Sanders, who later attended Harvard, boasted that he had perfect attendance from ninth grade on. Clay, Stevens and Taylor all went to college, as did many of their classmates.

“There’s no doubt in my mind that the success of our teams was the result of what’s up here,” Sanders said as he pointed to his head. “You didn’t have a lot of great athletes, but some of the smartest guys I’ve ever met were on our team. And that was no accident. They cultivated that.”

The emphasis on hard work left little time for athletes at Temple to get caught up in the turbulent 1960s.

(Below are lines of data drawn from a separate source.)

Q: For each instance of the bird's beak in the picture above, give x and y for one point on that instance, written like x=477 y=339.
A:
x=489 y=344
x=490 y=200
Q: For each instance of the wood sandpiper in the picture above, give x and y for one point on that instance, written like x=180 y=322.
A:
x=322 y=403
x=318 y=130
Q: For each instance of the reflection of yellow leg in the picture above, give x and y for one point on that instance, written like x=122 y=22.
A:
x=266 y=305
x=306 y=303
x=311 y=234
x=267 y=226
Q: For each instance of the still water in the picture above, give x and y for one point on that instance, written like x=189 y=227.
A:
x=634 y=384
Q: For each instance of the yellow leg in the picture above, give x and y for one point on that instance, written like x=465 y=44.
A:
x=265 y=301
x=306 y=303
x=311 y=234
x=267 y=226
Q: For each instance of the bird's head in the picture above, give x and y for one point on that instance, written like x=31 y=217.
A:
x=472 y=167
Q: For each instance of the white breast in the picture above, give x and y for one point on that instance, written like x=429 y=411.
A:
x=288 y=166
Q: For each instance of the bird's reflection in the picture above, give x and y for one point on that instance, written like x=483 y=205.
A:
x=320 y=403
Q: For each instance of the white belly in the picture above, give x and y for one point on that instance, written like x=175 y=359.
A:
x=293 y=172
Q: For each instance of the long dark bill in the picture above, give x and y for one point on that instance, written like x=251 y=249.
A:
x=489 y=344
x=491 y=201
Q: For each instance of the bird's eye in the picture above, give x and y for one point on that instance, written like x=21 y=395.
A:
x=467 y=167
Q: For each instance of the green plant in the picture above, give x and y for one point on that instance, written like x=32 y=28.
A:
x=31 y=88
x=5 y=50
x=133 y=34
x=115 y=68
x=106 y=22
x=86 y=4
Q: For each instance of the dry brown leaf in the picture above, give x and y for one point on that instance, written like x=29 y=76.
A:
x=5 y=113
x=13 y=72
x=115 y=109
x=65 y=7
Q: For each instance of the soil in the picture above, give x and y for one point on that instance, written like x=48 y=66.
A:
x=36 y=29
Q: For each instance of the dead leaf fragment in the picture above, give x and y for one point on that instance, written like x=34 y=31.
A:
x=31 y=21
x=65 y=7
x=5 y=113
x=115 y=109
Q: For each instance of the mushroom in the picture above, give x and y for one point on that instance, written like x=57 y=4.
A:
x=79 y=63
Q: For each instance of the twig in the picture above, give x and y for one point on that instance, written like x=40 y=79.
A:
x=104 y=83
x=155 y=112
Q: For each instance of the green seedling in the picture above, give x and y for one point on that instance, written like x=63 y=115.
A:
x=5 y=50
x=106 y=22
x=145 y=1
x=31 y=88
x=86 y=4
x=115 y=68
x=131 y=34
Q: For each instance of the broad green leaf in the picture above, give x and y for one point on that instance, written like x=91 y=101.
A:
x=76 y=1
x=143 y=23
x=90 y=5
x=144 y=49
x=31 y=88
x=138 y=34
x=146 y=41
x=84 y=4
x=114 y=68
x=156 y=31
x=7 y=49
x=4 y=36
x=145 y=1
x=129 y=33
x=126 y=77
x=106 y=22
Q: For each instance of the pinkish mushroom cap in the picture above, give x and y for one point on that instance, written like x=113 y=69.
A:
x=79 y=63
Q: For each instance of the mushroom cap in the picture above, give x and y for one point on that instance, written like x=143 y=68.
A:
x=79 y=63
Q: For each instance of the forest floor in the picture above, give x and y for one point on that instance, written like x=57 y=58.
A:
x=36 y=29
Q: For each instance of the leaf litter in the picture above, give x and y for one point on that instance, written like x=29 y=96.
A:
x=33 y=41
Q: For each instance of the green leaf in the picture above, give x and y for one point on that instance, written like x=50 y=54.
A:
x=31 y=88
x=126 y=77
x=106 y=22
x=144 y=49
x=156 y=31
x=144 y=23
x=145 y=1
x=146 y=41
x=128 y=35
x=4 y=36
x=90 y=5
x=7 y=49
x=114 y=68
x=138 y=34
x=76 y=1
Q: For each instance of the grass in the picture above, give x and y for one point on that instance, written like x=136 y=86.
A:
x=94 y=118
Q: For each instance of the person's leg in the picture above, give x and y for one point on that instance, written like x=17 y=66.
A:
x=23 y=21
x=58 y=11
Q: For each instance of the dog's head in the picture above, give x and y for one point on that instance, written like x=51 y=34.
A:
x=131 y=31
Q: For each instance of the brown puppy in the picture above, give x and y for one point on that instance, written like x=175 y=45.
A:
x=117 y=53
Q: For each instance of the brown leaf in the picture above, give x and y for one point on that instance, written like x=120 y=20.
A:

Playing against white schools during the segregation era was unthinkable, as was playing in Memorial Stadium, Taylor said. All-white Cooper High now Vicksburg High played its games there, but Temple was relegated to the smaller-scale version across the street from its campus.

Black students weren’t even allowed to walk down the side of the street that all-white Carr Central was on, and black schools would get used uniforms and equipment from white schools.

“It was just a way of life back then. Black folks weren’t going to get anything new back then,” Taylor said.

Road trips were also dicey. The Temple players heard stories of teams that were harassed or attacked for staying in a town too long after a game, and felt the fear creep in on some of their own trips.

Over the course of a few years, though, things slowly began to change in Vicksburg. Black and white students would play pickup games against each other during the summer, and some whites would quietly watch Temple games from the street above the stadium, peering through fences for a look at the Buccaneers.

“We would play baseball together in the summer time. The only thing that stopped us from playing together (in high school) was the ignorance of the era,” Clay said, adding that the atmosphere at Temple didn’t leave time to ponder the injustice of segregation. “We didn’t have time to get caught up in the era. We had to be wrapped up in academics, because we were destined to do whatever our parents had in store for us. We went to Temple to learn.”

Taylor and Walton agreed. Overcoming segregation, exhausting workouts, demanding coaches and near-poverty to accomplish what they and the Buccaneers left memories that are irreplaceable, they said.

“To me, that was the good old days,” Walton said. “We appreciated what life was about.”